Washington Post reporter Eric Berger cites a 2017 review of CBD studies that found 71 percent of patients with treatment-resistant epilepsy reported improvements after taking CBD-rich nonprescription products. In contrast, only 46 percent of those taking purified CBD reported a reduction in seizures. Furthermore, those taking the less “pure” CBD reported taking lower doses and experiencing fewer side effects.

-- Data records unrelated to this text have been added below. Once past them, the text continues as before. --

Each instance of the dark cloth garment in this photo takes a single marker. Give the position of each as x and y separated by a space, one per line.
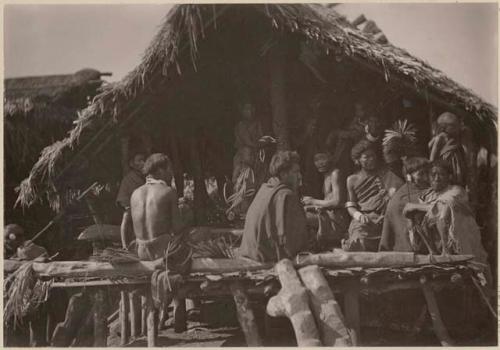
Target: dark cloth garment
275 225
395 228
129 184
373 194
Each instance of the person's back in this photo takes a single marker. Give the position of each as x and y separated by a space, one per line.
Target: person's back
275 225
155 215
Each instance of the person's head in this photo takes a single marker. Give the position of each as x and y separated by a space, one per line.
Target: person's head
285 166
374 126
440 175
136 161
159 167
247 110
418 170
13 235
323 161
448 123
364 154
359 110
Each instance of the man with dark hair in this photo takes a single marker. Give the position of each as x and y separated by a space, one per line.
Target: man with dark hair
369 190
155 214
275 225
132 180
328 214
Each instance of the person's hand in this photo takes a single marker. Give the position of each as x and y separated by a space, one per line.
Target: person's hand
307 200
363 219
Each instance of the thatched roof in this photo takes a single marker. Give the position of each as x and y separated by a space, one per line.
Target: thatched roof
185 26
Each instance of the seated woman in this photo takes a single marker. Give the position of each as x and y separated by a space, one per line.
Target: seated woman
328 215
395 235
448 215
369 191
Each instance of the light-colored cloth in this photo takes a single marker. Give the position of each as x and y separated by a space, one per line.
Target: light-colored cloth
373 193
451 207
152 249
129 184
395 228
275 225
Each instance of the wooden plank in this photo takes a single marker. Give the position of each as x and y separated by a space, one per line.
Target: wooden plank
246 316
124 320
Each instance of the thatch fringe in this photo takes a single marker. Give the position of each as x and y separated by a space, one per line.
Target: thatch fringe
184 25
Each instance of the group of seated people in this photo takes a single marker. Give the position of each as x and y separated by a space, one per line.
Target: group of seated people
427 215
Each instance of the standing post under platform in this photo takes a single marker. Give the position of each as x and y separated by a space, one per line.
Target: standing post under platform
124 321
135 314
152 329
326 310
351 306
292 301
180 315
277 73
246 316
100 319
432 307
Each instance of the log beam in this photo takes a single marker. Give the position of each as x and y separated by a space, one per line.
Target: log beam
292 301
327 312
246 317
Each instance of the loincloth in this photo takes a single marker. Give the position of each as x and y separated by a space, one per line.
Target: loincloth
152 249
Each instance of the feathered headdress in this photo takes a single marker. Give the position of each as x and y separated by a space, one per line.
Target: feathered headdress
400 141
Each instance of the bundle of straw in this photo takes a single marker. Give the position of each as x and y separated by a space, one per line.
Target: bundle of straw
218 248
23 293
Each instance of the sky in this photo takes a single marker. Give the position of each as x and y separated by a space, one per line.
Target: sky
459 39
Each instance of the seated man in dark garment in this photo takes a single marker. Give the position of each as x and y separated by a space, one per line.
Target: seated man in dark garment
328 215
275 225
369 191
395 231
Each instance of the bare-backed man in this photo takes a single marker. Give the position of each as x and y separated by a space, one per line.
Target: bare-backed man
155 214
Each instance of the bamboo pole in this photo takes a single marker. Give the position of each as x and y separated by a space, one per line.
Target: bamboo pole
246 316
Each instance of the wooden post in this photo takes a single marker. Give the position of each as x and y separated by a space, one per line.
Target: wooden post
152 329
124 321
292 301
277 64
144 315
135 314
180 315
351 306
100 324
246 316
437 321
326 310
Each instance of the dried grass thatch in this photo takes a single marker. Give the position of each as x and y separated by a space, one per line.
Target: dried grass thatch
186 25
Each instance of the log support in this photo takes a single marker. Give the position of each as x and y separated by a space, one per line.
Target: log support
327 312
100 319
246 317
292 302
152 323
437 322
124 320
180 315
351 306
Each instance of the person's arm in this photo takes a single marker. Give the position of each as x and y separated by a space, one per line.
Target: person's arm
351 204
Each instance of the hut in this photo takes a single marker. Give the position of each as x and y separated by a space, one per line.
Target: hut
206 58
38 111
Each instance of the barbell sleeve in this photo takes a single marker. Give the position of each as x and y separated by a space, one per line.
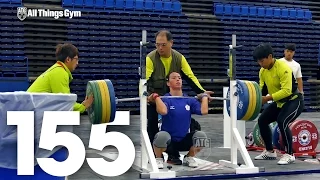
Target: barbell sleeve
169 97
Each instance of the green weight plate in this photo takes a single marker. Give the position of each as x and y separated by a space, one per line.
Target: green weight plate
98 108
258 101
91 90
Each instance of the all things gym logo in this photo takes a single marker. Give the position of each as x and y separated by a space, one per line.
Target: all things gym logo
205 147
24 12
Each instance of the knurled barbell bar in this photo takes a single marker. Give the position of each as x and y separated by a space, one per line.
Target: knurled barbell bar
103 109
169 97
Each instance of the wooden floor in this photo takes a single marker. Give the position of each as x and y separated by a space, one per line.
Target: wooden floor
211 124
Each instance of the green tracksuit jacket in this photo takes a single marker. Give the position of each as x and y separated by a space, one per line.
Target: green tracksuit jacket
55 80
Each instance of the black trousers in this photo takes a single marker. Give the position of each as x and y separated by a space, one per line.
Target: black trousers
283 116
152 116
184 145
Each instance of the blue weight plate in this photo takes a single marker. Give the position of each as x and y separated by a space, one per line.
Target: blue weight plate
275 137
112 96
243 102
93 110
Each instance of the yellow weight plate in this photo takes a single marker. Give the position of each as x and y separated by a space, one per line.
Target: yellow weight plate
108 102
103 102
249 111
254 99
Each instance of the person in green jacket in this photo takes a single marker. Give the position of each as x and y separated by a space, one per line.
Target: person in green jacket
57 78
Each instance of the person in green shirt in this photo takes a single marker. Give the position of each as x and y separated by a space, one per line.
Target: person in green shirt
57 78
277 80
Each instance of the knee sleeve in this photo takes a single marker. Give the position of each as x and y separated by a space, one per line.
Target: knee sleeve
162 139
198 135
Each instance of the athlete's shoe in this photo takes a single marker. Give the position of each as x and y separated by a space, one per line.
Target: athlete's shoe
174 160
266 155
189 161
286 159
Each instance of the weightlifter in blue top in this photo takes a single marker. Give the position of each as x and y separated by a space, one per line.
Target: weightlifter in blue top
174 135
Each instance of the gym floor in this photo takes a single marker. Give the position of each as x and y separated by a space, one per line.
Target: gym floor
211 124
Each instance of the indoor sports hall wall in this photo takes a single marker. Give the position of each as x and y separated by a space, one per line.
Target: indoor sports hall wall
109 31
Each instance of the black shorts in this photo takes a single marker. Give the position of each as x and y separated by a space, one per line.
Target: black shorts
184 145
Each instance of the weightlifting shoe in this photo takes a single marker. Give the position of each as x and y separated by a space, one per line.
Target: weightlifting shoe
286 159
159 163
189 161
174 160
267 155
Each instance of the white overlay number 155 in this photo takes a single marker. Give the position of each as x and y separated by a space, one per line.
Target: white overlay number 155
49 139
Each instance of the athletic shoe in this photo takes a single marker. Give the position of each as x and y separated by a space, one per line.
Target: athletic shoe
159 163
174 160
266 155
286 159
189 161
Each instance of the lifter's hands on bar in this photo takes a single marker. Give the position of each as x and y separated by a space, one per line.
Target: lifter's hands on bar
206 92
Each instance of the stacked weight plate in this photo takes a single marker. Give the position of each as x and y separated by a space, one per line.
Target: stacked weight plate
249 100
103 109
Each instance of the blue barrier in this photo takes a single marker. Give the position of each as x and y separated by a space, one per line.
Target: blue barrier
239 11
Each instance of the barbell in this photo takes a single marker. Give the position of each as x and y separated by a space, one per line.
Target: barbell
103 109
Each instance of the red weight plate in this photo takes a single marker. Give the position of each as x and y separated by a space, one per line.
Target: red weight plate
304 136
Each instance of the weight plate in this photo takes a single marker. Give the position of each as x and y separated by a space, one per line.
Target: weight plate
304 136
275 137
91 89
257 136
98 109
112 100
250 141
242 99
103 101
258 101
251 101
108 108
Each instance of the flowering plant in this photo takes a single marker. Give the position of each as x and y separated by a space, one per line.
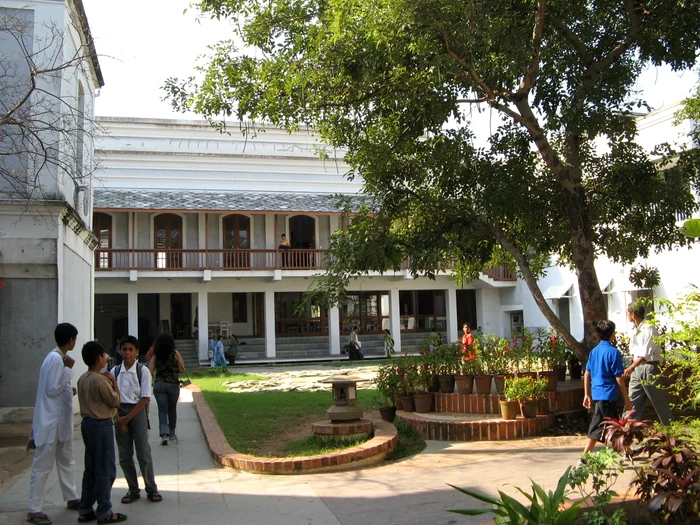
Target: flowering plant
408 375
524 341
495 353
519 389
551 349
387 382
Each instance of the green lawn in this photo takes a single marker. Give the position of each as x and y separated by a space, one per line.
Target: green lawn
248 418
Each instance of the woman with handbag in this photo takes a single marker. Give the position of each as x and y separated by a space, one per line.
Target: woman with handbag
165 366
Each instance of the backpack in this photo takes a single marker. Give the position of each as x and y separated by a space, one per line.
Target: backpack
139 367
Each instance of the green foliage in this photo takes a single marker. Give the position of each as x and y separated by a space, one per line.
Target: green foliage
545 508
247 419
602 469
410 442
679 326
520 389
394 82
313 445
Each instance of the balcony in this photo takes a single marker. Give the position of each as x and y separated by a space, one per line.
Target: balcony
229 260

“Every cannabinoid when individually tested has a degree of anticonvulsant properties so that if you give a blend of various cannabinoids, they will have some additive effect,” neurologist Gregory Barkley told Berger.

Purified CBD May Become Toxic

CBD has a reputation for being the “good” cannabinoid, offering therapeutic benefits without psychoactive effects. But nature might not have intended it to be taken in isolation. Highly purified CBD appears to present risks of liver toxicity and reproductive toxicity, according to the US Food and Drug Administration (FDA).

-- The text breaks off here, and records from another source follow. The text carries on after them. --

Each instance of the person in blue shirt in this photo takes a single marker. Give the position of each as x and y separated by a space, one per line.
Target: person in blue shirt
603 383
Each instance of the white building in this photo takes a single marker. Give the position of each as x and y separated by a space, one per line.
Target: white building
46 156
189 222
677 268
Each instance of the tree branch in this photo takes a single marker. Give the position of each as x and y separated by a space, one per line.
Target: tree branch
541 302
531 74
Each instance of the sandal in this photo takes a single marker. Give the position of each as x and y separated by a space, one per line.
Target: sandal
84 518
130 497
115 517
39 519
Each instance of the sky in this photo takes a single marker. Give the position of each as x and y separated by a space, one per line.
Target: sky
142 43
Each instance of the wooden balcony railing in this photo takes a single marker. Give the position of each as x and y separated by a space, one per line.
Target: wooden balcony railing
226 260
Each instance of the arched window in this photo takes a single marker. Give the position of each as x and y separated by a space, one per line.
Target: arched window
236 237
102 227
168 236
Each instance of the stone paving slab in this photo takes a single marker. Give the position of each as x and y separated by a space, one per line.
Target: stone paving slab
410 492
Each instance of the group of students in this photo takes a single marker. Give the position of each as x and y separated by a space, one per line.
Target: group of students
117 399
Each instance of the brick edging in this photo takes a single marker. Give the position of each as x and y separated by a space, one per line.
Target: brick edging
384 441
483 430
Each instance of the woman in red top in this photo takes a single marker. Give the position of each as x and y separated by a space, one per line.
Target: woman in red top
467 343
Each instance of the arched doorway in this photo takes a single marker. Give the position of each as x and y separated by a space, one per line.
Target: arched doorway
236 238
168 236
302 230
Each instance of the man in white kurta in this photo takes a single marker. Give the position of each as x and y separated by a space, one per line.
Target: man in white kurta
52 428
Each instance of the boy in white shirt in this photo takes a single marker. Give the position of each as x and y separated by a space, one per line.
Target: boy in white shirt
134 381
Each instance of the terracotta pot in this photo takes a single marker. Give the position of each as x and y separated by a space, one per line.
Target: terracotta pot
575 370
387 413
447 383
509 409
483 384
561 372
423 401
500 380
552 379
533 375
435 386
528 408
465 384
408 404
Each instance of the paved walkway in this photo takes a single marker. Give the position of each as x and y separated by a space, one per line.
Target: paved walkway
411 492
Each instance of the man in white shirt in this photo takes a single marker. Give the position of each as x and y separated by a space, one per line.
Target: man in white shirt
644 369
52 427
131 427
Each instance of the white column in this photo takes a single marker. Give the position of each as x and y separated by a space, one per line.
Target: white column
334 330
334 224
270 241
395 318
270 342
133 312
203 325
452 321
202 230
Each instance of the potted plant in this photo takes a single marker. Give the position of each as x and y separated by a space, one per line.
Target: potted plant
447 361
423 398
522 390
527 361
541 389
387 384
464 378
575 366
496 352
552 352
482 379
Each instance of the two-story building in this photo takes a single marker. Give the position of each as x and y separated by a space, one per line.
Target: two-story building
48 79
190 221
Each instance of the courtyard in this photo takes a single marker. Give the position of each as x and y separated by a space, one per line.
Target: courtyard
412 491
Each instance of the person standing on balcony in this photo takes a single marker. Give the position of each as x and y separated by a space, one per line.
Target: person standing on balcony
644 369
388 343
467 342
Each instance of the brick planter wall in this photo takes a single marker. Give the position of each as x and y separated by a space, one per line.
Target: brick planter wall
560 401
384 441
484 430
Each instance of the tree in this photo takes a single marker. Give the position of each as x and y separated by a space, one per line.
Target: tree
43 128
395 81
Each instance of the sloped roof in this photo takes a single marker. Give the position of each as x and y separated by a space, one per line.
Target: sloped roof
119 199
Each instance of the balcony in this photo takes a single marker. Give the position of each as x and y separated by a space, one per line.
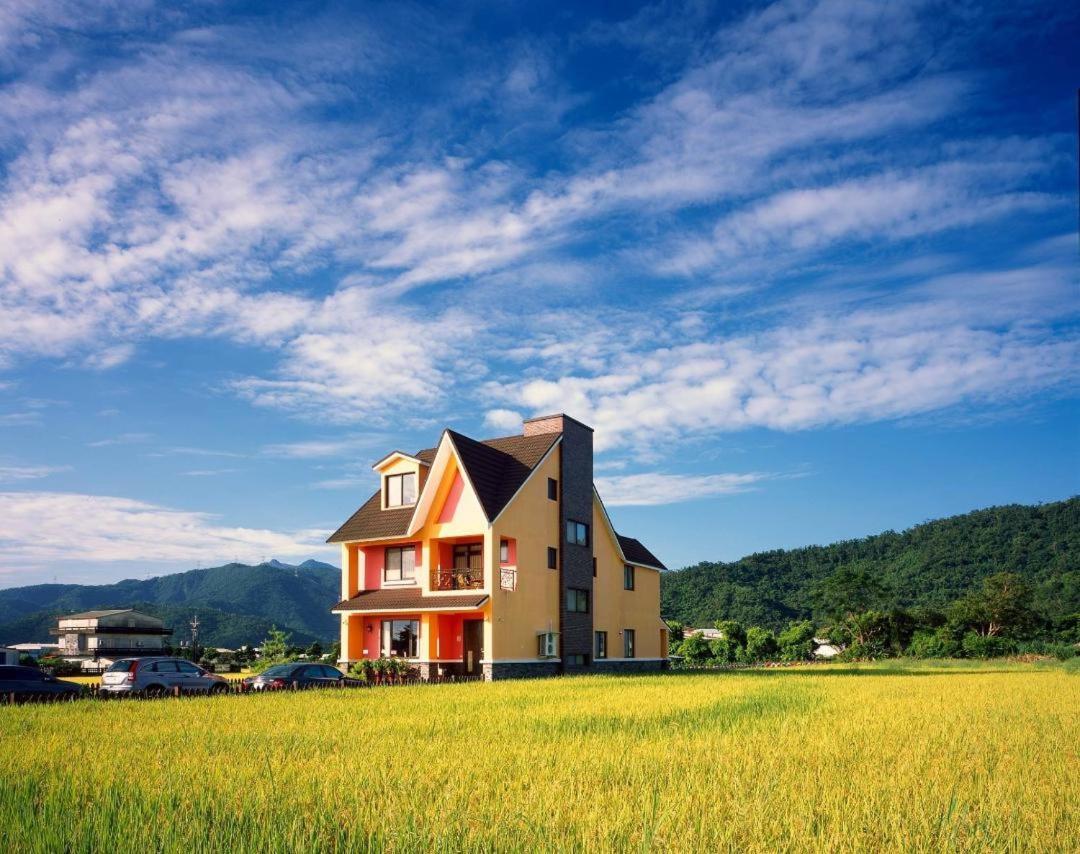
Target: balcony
457 579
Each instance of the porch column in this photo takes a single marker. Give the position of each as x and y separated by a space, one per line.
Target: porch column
343 654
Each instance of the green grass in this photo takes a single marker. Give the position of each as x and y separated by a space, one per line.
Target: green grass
914 757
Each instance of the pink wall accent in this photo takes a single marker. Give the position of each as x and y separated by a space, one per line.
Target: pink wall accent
450 505
511 552
449 636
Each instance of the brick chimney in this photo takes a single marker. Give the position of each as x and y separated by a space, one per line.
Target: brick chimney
575 504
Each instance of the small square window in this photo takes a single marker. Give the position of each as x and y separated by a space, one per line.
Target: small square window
577 532
577 600
548 645
401 490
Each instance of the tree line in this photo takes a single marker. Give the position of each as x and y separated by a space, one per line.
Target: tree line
921 571
997 619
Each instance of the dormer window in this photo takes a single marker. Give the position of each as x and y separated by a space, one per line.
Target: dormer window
401 489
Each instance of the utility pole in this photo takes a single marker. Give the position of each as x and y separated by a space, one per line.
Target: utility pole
194 637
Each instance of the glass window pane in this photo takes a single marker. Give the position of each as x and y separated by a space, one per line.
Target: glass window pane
394 490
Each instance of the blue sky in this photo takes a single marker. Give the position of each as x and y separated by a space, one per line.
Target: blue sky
808 268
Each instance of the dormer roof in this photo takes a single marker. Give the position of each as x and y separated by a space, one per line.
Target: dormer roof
496 468
400 455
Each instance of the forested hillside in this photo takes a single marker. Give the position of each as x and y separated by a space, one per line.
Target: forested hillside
930 565
237 604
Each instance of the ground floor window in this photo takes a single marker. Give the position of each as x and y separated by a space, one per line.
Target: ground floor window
601 651
400 637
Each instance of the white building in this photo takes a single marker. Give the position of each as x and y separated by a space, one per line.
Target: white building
104 636
826 649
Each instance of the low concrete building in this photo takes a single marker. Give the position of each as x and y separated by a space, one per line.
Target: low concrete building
36 650
104 636
826 649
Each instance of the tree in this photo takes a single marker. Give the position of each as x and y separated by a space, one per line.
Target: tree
694 649
869 635
849 590
760 645
796 641
936 644
731 629
725 650
1001 608
275 649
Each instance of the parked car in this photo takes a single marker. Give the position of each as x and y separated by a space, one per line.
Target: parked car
26 681
157 676
304 675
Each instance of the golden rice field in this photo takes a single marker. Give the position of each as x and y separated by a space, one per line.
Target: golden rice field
832 758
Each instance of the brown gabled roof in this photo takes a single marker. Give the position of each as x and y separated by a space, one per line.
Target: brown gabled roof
407 599
497 468
636 553
370 523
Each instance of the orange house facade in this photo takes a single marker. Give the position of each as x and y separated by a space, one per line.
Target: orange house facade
497 559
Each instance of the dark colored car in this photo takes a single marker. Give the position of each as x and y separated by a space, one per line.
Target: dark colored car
304 675
29 681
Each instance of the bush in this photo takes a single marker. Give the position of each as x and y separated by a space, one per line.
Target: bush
976 646
940 644
796 641
694 649
724 651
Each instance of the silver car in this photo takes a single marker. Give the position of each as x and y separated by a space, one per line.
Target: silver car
158 677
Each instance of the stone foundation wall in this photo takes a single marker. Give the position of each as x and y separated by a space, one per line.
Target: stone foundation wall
521 670
629 666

Concerns date back to the FDA's review of the CBD-based seizure medication Epidiolex, when the agency said it found potential for liver injury. The FDA ended up approving Epidiolex, saying toxicity risks could be managed if the drug is taken under medical supervision. But they believed risks would be greater with widespread use and no supervision from doctors.



Concerns date back to the FDA's review of the CBD-based seizure medication Epidiolex, when the agency said it found potential for liver injury.


In 2021 the FDA denied two companies approval to market full-spectrum hemp extract as a "new dietary ingredient,” citing insufficient data about CBD’s safety and efficacy. One of those companies responded to the FDA’s rejection, saying the amount of CBD in a dose of its full-spectrum hemp extract was 1.4 percent of that found in a pharmaceutical CBD isolate. A third-party toxicity study and data from people actively taking their product revealed no safety concerns for liver toxicity.


The letter also addressed reproductive toxicity, saying tissue studies revealed no indication of adverse effects to male or female reproductive tissue at the doses tested. As with the concerns about liver toxicity, the company suggested that its product contained a small fraction of the dose required for a pharmaceutical drug.

Still Much To Learn

Although we still have much to learn about cannabinoids and the brain, the latest research suggests that THC and CBD enhance one another’s beneficial effects while minimizing negative effects. When it comes to cannabinoids and terpenes: the more, the merrier.